1. JUDGMENT : R. R. Rastogi, J. - This is a reference u/s 256(1) of the IT Act, 1961 (hereafter the Act). At the instance of the CIT the following two questions have been referred by the IT Appellate Tribunal, Allahabad Bench. Allahabad (hereafter the Tribunal) for the opinion of this Court :
"1. Whether on the facts and in the circumstances of the case, the Appellate Tribunal was right in law in cancelling the assessment and directing the ITO to make two assessments, one for the period upto the date of reconstitution of the firm and another for the period after the reconstitution of the firm ?
2. Whether on the facts and in the circumstances of the case, the Tribunal was right in law in holding that the firm after its reconstitution was different from the firm which existed previously and, therefore, was entitled to choose its own previous year from the date of its reconstitution in its own right ?"
2. The facts as found by the Tribunal briefly stated are that the respondent assessee, M/s. Bharat Builders and Engineers Lucknow was a partnership firm of four partners up to 1-1-1970. The firm was dissolved and a fresh instrument of partnership was executed on 1-1-1970. Sarvashri Gurmukh Singh Puri and Mohinder Singh Puri left the partnership and the remaining two partnerships Sarvashri Yogendra Singh Puri and Narendra Singh Puri agreed to continue the business as equal partners. The previous year of the firm before its dissolution was the year ending 30th June. The newly constituted firm adopted the calendar year as its previous year. For the year under consideration, that is, 1971-72, two sets of account books had been maintained by the firm : one for the period 1-7-1969 to 31-12-1969 and the other for the period 1-1-1970 to 31-12-1970. The assessee filed two returns for these two periods separately. It also filed applications for continuation of registration for the first period and for the grant of fresh registration for the second period.

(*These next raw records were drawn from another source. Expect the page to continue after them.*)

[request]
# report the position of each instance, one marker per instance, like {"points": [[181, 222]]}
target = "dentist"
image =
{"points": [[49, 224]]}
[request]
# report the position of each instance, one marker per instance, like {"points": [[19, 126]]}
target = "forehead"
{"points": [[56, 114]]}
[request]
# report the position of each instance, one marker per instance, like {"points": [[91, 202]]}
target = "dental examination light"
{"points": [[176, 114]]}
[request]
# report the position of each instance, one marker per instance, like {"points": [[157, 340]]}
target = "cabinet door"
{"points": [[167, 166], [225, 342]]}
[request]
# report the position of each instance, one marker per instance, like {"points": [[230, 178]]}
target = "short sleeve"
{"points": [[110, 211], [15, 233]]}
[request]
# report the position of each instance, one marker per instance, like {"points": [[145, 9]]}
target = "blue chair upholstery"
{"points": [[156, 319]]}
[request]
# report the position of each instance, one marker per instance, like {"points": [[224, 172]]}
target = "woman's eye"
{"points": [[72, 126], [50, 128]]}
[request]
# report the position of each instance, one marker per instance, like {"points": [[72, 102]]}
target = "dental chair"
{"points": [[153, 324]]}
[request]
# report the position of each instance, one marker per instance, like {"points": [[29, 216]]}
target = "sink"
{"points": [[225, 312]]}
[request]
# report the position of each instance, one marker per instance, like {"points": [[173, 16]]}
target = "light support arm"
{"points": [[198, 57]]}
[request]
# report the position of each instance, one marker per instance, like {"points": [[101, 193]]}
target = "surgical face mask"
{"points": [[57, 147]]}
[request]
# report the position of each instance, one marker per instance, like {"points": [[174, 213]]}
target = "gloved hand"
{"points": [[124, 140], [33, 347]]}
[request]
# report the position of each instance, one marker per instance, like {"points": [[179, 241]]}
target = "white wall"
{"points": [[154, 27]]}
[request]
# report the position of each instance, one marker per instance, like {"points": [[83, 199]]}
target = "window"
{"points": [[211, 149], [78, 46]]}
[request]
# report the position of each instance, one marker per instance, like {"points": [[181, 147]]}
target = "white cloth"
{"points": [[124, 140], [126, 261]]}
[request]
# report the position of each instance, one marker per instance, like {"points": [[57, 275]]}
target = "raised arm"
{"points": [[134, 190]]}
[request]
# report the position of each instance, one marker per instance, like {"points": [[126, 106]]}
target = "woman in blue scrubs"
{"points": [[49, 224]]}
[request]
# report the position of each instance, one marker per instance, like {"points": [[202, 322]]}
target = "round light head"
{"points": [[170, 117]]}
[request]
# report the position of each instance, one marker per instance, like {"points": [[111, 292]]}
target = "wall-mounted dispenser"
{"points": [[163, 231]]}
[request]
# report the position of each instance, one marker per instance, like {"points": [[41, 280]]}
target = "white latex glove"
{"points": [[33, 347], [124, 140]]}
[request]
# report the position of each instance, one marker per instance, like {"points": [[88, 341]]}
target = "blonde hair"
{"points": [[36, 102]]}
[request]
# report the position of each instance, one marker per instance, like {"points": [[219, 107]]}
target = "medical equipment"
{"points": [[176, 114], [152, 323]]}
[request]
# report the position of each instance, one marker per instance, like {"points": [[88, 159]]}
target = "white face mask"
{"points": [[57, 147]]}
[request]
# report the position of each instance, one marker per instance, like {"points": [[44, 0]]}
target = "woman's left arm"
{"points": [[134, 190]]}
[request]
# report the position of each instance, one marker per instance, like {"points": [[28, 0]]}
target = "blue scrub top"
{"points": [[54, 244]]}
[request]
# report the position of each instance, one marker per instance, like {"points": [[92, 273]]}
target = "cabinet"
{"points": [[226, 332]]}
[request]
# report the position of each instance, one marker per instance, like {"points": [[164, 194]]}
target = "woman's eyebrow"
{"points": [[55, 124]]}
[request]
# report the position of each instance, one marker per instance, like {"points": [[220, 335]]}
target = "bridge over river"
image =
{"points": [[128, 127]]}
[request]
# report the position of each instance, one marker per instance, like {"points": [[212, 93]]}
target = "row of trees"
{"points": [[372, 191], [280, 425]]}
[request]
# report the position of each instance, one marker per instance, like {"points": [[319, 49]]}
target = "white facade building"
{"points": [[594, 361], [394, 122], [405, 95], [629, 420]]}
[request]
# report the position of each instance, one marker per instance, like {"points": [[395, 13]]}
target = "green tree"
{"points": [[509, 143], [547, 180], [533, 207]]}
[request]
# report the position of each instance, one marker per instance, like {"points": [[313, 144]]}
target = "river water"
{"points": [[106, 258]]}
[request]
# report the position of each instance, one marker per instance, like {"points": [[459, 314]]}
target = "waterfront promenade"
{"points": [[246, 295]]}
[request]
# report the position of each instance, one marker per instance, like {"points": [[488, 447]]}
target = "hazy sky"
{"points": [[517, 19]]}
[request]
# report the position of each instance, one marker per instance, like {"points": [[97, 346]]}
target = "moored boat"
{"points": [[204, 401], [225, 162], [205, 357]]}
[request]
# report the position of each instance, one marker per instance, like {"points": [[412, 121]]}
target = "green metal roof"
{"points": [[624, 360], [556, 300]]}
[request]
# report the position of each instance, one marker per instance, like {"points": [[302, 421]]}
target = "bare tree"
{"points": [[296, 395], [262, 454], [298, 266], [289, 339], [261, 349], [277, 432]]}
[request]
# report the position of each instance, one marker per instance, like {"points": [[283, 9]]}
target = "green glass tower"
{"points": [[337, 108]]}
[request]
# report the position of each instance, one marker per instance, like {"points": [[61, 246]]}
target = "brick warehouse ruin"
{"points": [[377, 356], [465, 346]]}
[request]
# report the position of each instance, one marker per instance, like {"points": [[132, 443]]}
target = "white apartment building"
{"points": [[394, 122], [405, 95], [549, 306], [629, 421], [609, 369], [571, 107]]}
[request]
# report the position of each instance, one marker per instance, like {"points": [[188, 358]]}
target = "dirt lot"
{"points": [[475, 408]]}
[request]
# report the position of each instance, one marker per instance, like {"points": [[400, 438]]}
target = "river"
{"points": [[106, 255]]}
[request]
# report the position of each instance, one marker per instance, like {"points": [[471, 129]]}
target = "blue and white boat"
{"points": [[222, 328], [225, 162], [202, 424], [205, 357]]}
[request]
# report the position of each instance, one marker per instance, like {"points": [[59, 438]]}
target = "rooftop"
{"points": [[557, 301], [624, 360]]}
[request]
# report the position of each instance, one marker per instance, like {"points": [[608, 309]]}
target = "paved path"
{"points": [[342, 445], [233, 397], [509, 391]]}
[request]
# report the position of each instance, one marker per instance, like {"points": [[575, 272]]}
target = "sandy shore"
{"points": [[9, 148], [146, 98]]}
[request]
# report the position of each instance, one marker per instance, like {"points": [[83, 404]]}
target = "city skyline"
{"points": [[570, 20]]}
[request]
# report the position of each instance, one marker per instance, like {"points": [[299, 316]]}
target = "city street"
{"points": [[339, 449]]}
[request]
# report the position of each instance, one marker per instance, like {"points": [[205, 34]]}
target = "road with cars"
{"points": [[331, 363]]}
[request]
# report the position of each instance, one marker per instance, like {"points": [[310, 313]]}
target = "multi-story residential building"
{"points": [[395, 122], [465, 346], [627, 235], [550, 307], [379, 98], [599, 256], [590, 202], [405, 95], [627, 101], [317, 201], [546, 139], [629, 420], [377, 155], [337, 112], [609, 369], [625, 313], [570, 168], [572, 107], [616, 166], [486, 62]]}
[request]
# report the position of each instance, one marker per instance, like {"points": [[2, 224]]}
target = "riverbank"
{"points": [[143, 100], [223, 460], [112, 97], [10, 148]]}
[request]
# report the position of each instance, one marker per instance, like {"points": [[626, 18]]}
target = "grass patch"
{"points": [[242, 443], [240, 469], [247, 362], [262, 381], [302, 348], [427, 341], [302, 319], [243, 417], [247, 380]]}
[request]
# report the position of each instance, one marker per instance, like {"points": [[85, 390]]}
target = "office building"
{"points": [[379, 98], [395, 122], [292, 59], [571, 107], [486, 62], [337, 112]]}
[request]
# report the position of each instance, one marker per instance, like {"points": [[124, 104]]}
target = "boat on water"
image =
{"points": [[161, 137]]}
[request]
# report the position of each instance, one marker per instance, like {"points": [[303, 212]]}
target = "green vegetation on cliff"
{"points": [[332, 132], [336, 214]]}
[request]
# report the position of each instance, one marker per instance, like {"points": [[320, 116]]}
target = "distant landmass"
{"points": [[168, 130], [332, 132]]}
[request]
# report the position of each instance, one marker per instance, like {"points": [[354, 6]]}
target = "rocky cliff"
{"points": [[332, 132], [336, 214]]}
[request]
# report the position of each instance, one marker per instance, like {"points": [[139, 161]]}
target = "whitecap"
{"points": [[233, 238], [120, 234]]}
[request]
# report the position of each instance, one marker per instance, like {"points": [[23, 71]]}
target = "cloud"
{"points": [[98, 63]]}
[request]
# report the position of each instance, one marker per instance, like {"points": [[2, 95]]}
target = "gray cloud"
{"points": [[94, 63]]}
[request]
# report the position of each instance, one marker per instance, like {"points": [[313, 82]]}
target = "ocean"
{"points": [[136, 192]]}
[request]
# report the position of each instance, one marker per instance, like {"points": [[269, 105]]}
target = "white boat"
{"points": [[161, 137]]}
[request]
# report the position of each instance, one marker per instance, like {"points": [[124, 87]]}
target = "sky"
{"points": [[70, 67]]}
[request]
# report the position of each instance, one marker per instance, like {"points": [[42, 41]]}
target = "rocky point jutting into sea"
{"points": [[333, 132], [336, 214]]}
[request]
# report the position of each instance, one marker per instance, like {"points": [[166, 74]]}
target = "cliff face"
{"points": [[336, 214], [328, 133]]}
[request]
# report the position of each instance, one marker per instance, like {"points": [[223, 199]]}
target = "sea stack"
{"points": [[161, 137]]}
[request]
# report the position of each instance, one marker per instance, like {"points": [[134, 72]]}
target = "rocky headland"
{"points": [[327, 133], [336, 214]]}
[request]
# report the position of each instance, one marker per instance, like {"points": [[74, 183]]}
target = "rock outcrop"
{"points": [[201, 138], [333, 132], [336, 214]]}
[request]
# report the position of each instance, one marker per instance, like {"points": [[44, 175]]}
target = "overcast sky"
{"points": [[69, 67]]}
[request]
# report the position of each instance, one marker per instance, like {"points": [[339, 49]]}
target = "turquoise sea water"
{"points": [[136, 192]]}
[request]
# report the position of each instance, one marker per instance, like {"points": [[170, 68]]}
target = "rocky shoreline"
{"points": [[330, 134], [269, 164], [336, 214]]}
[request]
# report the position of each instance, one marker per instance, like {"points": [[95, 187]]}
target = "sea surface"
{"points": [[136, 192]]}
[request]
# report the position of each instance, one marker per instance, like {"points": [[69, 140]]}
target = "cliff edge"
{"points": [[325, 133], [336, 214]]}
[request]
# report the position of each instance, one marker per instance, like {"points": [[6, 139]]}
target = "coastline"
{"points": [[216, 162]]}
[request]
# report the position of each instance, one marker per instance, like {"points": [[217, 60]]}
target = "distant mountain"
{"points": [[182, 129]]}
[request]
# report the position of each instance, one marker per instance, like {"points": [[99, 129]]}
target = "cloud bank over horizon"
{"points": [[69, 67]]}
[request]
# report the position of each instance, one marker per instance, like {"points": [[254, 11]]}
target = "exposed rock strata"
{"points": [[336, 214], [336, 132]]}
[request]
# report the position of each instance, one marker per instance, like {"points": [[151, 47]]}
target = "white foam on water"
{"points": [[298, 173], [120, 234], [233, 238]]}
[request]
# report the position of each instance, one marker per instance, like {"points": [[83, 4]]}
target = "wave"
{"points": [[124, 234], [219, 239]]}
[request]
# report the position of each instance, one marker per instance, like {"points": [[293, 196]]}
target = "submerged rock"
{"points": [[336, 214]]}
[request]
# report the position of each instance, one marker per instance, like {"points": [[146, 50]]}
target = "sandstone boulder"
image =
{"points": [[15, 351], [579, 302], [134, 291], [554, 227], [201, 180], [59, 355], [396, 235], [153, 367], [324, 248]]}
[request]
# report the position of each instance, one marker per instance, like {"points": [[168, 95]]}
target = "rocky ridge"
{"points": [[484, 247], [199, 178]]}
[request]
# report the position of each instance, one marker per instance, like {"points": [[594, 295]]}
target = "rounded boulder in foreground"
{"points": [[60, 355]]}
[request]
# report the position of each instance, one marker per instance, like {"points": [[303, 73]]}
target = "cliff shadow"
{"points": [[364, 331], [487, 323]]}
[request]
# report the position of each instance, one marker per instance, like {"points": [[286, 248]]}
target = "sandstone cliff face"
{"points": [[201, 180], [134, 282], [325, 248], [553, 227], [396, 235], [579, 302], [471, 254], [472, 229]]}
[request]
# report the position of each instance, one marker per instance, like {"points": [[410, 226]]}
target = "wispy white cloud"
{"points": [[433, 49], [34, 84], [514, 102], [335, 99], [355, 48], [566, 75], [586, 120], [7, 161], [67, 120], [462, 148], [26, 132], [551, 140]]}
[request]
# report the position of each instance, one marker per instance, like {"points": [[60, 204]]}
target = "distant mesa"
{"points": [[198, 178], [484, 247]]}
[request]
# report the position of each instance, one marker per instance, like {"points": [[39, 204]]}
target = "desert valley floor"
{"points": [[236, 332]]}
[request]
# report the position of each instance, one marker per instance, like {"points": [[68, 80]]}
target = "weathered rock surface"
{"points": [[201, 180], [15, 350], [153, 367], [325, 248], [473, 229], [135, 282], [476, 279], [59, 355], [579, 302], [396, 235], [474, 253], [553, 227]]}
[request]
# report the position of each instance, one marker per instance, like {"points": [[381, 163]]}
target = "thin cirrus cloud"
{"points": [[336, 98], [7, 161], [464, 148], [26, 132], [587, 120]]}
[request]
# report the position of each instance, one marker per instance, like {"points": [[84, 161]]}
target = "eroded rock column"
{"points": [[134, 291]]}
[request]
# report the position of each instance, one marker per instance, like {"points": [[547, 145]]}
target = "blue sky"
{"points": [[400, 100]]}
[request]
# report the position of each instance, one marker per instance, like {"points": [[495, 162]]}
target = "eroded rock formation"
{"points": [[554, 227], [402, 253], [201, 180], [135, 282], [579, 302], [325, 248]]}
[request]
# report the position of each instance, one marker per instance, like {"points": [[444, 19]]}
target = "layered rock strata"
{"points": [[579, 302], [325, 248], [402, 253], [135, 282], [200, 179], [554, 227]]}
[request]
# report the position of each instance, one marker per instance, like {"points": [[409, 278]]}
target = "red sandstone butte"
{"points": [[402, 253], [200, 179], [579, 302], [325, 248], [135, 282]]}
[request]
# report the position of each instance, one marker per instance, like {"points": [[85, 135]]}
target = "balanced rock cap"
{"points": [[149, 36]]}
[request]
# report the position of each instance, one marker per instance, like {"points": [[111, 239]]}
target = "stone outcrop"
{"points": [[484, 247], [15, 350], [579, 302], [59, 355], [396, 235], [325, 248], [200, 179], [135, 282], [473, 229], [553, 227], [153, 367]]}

3. The ITO computed the income for the two periods separately but made one assessment treating the assessee as a body of individuals. At the same time he made another assessment wherein the income for both the periods was separately determined and the assessment was made in the status of a registered firm. That was a protective assessment.
4. The assessee went up in appeal before the AAC. The AAC allowed some relief in the quantum of the income but he did not interfere with the manner in which but he did not interments had been made by the ITO. Aggrieved, the assessee filed appeals before the Tribunal.
5. The Tribunal, relying on a decision of this Court in CIT v. Shiv Shankar Lal Ram Nath (1977) 106 ITR 342 (All) held that where a firm is reconstituted the earlier firm ceases to exist and hence two assessments have to be made, one for the period up to the date of reconstitution of the firm and the other for the period after the date of reconstitution. Further, the firm after its reconstitution could elect to adopt previous year, which may be different from the one which being followed by the old firm and there is no question of the assessee changing the previous year without the consent of the ITO in such a case. In the result, the Tribunal cancelled the assessment made by the ITO and directed him to make two assessments for the two periods mentioned aforesaid separately. He has been further directed to consider the assesss claim for continuance of the registration for the first period and for registration in respect of the second period. Now, at the instance of the Department the two question mentioned above have been referred to this Court.
6. There is no dispute in regard to the facts found by the Tribunal and we agree that the controversy involved stands concluded by the decision in the case of Shiv Shankar Lal Ram Nath (supra). It has been laid down in that case that in a case where a firm is reconstituted, the old firm ceases to exist Sec. 187 of the Act even by implication does not create a fiction that the income derived by the old firm becomes the income of the reconstituted firm. But the section makes the new firm liable to be assessed in respect of the income derived by the old firm. It was held that the Tribunal was right in holding that not withstanding the provisions of s. 187 of the Act the firm after it underwent the change after its reconstitution on 1-4-1961, became an assessable entity, which for the purposes of assessment, was distinct from the firm as it stood prior to 1-4-1961 and that income derived by the old firm had to be assessed in the hands of the new firm separately and without clubbing it with the income derived by it during the relevant accounting year. It was also laid down that the new firm could not be compelled to elect previous year which had been elected by the old firm. No question of the assessees changing its previous year without obtaining the consent of the ITO arises in such a case.
7. We are in respectful agreement with this decision. It appears therefore, that the Tribunal was right in directing the ITO to make two assessments on the assessee for the aforesaid two periods, that is, the one from 1-7-1969 to 3-12-1969 and the other from 1-1-1970 to 31-12-1970. It was also right in holding that the assessee after 1-1-190 could adopt a different previous year and there was no question of its obtaining prior permission of the ITO to do so. The ITO would consider the assessees claim for continuance of registration for the first period and grant of fresh registration for the second period.
8. In the result, we answer both the questions in the affirmative, in favour of the assessee and against the Department. The assessee is entitled to costs which are assessed at Rs. 250.